The Pokémon company previously released a trading card game for iOS devices. However, Pokémon GO takes the core Pokémon experience and builds it out into an experience that has a solid chance of attracting newcomers to the franchise, said Christine Arrington, senior analyst of games at his Technology.


"Bringing the property out of the Nintendo environment to iOS and Google Play exposes Pokémon to exponentially more potential players than ever before," she told TechNewsWorld.

The Reality of AR Adoption


Leveraging augmented reality for Pokémon GO’s core gameplay may produce notable success. However, it could be an isolated case, with mobile AR games failing to come anywhere close to broad acceptance.


The outlook for AR in general is "fairly cautious," said Arrington. The first crop of AR games released in the mid-2000s didn’t exactly catch on and failed to inspire consumers to believe that the technology was ready.


Things have changed, though. Smartphones have changed.

"Niantic has been quite successful in attracting a dedicated following for Ingress," Arrington said. "Now they have a very well-known property, with a huge nostalgia factor, people who are familiar with the AR hide-and-seek games from the 2000s, and years of experience with their own game."

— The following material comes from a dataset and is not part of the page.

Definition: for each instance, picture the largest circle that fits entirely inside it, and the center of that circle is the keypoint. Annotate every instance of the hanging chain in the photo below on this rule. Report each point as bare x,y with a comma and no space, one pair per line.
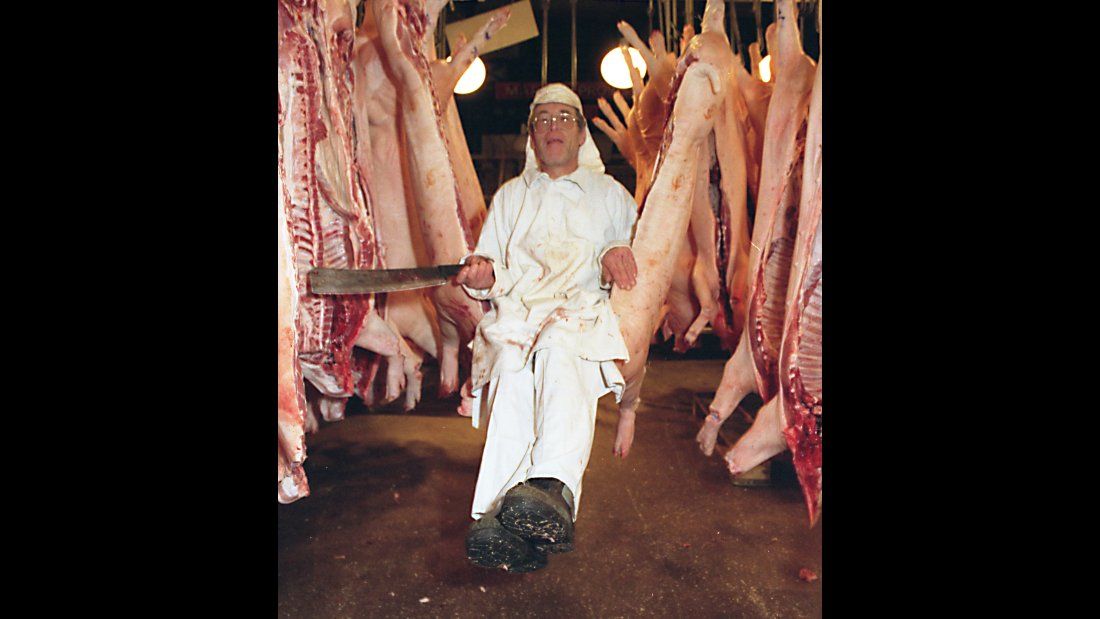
760,41
735,31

Niantic’s rising profile has placed it in position to find success with yet another AR game, she suggested. "However, that doesn’t mean everyone who jumps on the bandwagon and produces copycat games will see the same potential."


Mobile AR and VR

Niantic’s latest augmented reality game appeared as unexpectedly as a wild Pokémon — especially considering Google had just sheared off the company, leaving it to stand alone inside holdings company Alphabet.


Though Niantic is the only major player in the mobile AR space, the sector has a solid chance of becoming mainstream and could have more success that mobile VR did early on, observed Iowa State University’s Eliot Winer, associate director of the university’s Virtual Reality Applications Center.


"AR allows people to interact with real and virtual objects," he pointed out. "This provides a sense of familiarity and security that users like."

There is a broader range of devices that can support mobile AR apps, Winer told TechNewsWorld. On top of that, mobile AR doesn’t require nearly as much graphical processing power as mobile VR software. Camera apps are relatively lightweight nowadays.


"Mobile VR still needs to provide better and better graphics, sound, and some touch — such as rumble pads — to truly takeoff," he said. "However, in looking at how gaming systems have progressed over the last 15-20 years, I think it is achievable. So, while I give the edge to mobile AR, mobile VR is right there also."